This project implements a comprehensive product recommendation system for an e-commerce platform. The system utilizes multiple recommendation techniques including collaborative filtering, content-based filtering, hybrid approach, and an advanced multi-modal deep learning model to provide highly personalized product recommendations to users based on their purchase and browsing history.
- Collaborative Filtering: Recommends products based on the purchase behavior of similar users.
- Content-Based Filtering: Recommends products based on the attributes of the products the user has previously interacted with.
- Hybrid Approach: Combines collaborative and content-based filtering for more robust recommendations.
- Multi-Modal Deep Learning: Leverages product images, text descriptions, and user-item interactions using a sophisticated neural network architecture.
- User-Friendly Interface: A web application built with Flask for easy interaction and visualization of recommendations.
- Python: For backend logic and data processing.
- PyTorch: For building and training the multi-modal neural network model.
- Flask: Web framework for creating the web application.
- Pandas: For data manipulation and analysis.
- Sentence Transformers: For natural language processing of product descriptions.
- PyTorch Geometric: For graph-based neural network components.
- ResNet50: For image feature extraction.
- HTML/CSS: For frontend design.
The recommendation system consists of four main components:
-
Collaborative Filtering Module: Analyzes user purchase patterns to find similar users and recommend products they've purchased.
-
Content-Based Filtering Module: Analyzes product attributes (especially categories) and user browsing history to recommend similar products.
-
Hybrid Recommendation Module: Combines results from both collaborative and content-based approaches, with fallback to popular products when necessary.
-
Multi-Modal Deep Learning Model: A sophisticated neural network that processes:
- User embeddings
- Product embeddings
- Image features (using ResNet50 with fashion-specific optimizations)

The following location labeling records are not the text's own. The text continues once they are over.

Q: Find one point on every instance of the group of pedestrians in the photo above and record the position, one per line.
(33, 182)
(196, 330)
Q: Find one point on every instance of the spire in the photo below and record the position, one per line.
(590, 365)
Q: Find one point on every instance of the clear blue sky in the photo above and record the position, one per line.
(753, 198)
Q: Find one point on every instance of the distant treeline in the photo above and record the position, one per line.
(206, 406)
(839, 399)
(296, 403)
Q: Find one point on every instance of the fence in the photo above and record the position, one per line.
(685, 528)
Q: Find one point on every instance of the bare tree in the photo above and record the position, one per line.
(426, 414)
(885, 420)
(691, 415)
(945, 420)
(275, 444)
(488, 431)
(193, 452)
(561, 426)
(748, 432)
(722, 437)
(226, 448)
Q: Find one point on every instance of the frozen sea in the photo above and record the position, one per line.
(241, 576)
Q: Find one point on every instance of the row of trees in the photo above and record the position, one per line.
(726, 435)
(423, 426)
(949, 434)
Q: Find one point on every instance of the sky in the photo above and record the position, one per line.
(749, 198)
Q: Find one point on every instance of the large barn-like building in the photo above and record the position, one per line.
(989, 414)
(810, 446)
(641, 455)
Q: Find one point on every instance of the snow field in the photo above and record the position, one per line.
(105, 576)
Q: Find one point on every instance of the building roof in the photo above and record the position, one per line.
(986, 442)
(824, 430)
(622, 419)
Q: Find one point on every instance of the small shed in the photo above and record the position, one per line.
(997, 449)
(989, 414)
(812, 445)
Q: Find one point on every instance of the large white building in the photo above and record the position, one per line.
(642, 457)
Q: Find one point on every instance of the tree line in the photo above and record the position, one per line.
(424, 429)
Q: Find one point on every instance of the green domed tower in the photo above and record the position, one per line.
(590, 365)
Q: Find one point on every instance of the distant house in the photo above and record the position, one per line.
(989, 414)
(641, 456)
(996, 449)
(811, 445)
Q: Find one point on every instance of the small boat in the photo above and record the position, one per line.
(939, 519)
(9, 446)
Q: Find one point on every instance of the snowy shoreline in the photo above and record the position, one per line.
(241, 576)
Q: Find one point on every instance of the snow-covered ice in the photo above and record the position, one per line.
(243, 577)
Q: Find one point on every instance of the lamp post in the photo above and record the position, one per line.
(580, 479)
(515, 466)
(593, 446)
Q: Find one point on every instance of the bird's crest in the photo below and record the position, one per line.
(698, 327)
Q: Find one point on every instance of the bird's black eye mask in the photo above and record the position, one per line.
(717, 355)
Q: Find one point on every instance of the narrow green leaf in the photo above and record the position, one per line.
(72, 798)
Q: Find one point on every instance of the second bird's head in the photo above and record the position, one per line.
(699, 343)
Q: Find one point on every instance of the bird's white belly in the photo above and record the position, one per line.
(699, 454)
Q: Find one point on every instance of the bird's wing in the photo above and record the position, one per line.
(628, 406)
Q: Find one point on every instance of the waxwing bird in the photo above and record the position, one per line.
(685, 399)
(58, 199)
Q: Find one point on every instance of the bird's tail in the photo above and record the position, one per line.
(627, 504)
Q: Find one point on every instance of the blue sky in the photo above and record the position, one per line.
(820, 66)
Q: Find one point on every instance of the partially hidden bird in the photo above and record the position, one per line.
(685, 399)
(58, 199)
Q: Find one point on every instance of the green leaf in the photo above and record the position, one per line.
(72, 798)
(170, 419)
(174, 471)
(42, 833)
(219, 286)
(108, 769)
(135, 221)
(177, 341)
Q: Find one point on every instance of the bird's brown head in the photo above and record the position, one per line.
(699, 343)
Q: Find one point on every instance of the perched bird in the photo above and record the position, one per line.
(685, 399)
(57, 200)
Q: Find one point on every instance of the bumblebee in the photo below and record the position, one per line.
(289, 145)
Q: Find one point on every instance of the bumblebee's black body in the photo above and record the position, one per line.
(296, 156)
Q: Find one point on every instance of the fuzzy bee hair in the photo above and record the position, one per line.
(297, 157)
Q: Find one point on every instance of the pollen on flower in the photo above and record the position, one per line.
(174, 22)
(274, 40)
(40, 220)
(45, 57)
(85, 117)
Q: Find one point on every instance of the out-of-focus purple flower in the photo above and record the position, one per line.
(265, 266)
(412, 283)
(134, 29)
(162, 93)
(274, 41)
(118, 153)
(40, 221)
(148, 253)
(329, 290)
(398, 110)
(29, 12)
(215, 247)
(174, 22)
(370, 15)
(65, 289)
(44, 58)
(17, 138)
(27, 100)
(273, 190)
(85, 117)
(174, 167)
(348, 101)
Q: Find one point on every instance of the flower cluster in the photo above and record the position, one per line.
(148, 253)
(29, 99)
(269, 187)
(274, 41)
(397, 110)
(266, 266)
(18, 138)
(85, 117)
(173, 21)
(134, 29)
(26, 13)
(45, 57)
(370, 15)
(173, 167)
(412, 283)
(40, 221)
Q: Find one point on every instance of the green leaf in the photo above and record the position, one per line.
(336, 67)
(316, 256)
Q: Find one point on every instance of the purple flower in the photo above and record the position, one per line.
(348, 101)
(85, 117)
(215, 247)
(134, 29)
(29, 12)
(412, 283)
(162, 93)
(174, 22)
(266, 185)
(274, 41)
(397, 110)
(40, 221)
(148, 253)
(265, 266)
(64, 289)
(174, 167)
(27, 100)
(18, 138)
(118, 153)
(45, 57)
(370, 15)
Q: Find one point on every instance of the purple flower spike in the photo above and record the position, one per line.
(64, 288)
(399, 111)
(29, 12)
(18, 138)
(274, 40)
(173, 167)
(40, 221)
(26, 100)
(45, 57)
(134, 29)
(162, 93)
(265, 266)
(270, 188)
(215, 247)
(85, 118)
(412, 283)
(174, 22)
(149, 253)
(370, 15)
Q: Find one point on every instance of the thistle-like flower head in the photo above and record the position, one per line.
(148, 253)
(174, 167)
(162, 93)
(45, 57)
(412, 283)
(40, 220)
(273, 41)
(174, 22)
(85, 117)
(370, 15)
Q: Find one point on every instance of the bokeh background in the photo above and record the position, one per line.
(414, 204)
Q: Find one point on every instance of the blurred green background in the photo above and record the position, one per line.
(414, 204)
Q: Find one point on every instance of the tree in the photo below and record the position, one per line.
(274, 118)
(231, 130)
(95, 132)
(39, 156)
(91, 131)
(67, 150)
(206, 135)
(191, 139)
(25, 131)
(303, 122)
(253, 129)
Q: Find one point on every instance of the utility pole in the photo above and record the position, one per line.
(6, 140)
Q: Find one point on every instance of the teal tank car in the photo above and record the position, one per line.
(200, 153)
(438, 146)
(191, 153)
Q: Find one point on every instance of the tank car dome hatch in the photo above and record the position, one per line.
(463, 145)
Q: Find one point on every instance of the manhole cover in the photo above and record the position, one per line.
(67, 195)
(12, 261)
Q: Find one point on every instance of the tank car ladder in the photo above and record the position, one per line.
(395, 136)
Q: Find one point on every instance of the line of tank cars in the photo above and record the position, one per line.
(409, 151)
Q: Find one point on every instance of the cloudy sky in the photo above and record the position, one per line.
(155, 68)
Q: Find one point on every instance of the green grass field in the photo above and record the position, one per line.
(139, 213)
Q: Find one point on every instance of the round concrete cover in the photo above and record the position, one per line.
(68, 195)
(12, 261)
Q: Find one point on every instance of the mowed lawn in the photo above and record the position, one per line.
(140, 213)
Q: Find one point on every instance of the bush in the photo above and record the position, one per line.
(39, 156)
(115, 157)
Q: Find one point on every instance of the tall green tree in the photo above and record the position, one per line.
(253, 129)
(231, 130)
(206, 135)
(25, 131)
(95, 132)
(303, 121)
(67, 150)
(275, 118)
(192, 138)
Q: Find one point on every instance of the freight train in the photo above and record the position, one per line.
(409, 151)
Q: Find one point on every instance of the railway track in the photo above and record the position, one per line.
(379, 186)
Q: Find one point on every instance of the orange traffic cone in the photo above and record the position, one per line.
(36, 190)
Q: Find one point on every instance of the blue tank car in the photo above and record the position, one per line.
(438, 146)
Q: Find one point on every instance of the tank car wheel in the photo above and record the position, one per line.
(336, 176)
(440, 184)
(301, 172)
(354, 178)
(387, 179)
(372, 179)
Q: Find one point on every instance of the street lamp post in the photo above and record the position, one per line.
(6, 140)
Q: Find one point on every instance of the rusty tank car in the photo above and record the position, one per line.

- Text features (using Sentence Transformers)
- Graph-based relationships (using Graph Convolutional Networks)
- Python 3.x
- PyTorch
- Flask
- Pandas
- Sentence Transformers
- PyTorch Geometric
- Torchvision
- PIL
-
Clone the repository:
git clone <repository-url>
-
Navigate to the project directory:
cd er
-
Install the required packages:
pip install -r requirements.txt
-
Download the DeepFashion dataset from official website
-
Create a
datasets
directory in the project root:mkdir datasets
-
Extract the downloaded dataset into the
datasets
directory. The directory structure should look like:datasets/ ├── shape_ann/ ├── test_images/ └── train_images/
-
Place the following data files in the project root:
- users_expanded.csv
- products_expanded.csv
- product_images_expanded.csv
- purchases_expanded.csv
- browsing_history_expanded.csv
Note: The dataset files are not included in the repository due to their large size. Please download them separately.
-
Start the Flask server:
python app.py
-
Open your web browser and navigate to http://127.0.0.1:5000.
users_expanded.csv
: Contains user information.products_expanded.csv
: Contains product details such as name, category, description, price, and rating.product_images_expanded.csv
: Contains mappings between products and their image files.purchases_expanded.csv
: Contains user purchase history.browsing_history_expanded.csv
: Contains user browsing history.
The system uses fashion product images from the DeepFashion dataset, which includes various clothing items with multiple view angles (front, side, back, full). The multi-modal model is specifically optimized for fashion recommendations with view-aware processing.
- Enter a user ID and select a recommendation method (collaborative, content-based, hybrid, or multi-modal).
- Click on "Get Recommendations" to view the recommended products.
- The system will display both products the user has interacted with and new recommendations.
The multi-modal model (MultiModalModel
class) integrates multiple data sources:
- Collaborative Filtering Component: User and product embeddings.
- Image Processing Component: Fashion-optimized ResNet50 with view-type awareness (front, side, back, full views).
- Text Processing Component: Sentence transformer to encode product descriptions.
- Graph Component: Graph convolutional network for modeling product relationships.
- Fusion Layer: Combines all modalities for final recommendation scores.
If you would like to contribute to this project, please fork the repository and submit a pull request.
-
More Data: Plans to expand the dataset to enhance the model's recommendation capabilities.
-
Clean UI: Improving the user interface (UI) to enhance user experience and engagement.
-
Feedback Mechanism: Implement a way for users to provide feedback on the recommendations, which can help refine the system.
-
Explainability: Work on explaining the reasoning behind recommendations, which can enhance user trust and satisfaction.
-
Model Optimization: Fine-tune the multi-modal model for better performance and faster inference.
-
Additional Modalities: Incorporate more data sources such as user demographics and seasonal trends.